President-elect Donald Trump’s victory continued to increase consumer confidence in December, according a University of Michigan survey.
The monthly consumer sentiment index increased to 98.2, the highest level since January 2004, from a preliminary reading of 98.
However, the index’s improvement slowed compared to the immediate post-election jump in November and early December, suggesting that the honeymoon enthusiasm may be fading.
“An all-time record number of consumers (18%) spontaneously mentioned the expected favorable impact of Trump’s policies on the economy,” said Richard Curtin, the survey’s chief economist. “This was twice as high as the prior peak (9%) recorded in 1981 when Reagan took office.”

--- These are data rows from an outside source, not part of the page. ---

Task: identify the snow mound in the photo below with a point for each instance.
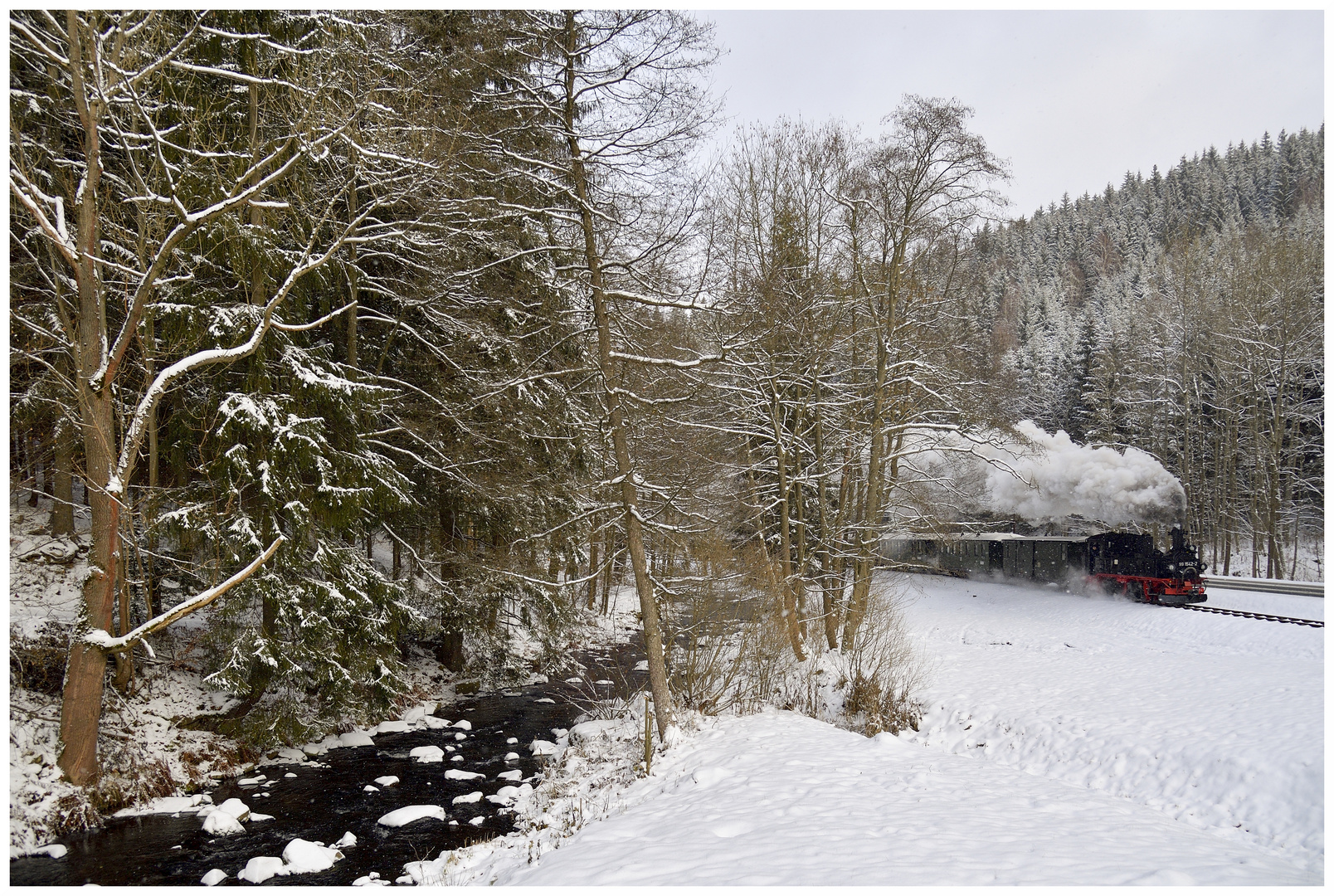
(357, 739)
(260, 869)
(410, 814)
(510, 794)
(427, 753)
(306, 858)
(51, 851)
(222, 825)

Curtin said nearly as many consumers were pessimistic on the economy, but they were less than half as frequent as the previous record number of bearish responses.

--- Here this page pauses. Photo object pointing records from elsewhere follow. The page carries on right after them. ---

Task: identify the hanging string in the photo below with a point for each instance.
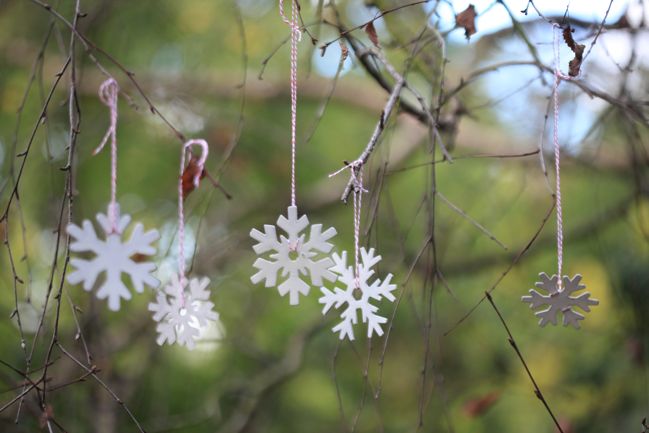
(108, 92)
(558, 76)
(181, 211)
(356, 175)
(296, 36)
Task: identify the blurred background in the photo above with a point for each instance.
(447, 229)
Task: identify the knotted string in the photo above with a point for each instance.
(181, 211)
(356, 175)
(558, 76)
(296, 36)
(108, 92)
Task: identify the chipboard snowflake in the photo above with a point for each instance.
(291, 256)
(357, 294)
(559, 300)
(113, 256)
(183, 314)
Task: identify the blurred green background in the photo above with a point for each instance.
(269, 367)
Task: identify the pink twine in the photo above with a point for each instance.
(558, 76)
(108, 92)
(296, 36)
(181, 212)
(356, 173)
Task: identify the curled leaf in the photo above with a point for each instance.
(190, 172)
(574, 65)
(371, 33)
(466, 20)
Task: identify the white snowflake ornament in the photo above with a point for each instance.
(182, 314)
(357, 294)
(559, 300)
(113, 257)
(293, 257)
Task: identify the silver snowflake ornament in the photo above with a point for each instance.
(113, 256)
(183, 310)
(357, 294)
(559, 300)
(292, 256)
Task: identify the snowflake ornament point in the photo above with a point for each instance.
(377, 290)
(291, 256)
(113, 257)
(182, 314)
(559, 300)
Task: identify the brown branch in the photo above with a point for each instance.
(512, 342)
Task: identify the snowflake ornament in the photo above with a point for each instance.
(559, 300)
(357, 294)
(113, 256)
(292, 256)
(183, 314)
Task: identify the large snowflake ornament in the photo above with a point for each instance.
(113, 256)
(559, 300)
(182, 314)
(357, 294)
(291, 256)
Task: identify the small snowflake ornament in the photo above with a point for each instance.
(183, 314)
(292, 256)
(113, 256)
(559, 300)
(357, 294)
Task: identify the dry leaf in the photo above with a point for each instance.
(575, 64)
(371, 33)
(479, 406)
(188, 176)
(466, 19)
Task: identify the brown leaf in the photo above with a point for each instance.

Consumers were confident about jobs growth but less optimistic about rising wages.
Last month, the only groups of people that weren’t more confident were those with a college degree and residents of the Northeast, according to the survey.
Gauges of consumer and business sentiment have jumped since the election, as the end of the tense campaign trail brought relief. While improving sentiment is encouraging, it doesn’t mean an economic boom is right around the corner. Real data on the US economy that has come out since the election hasn’t blown the roof off of expectations. Economists warn that the confidence will only be sustained if the next administration produces real results.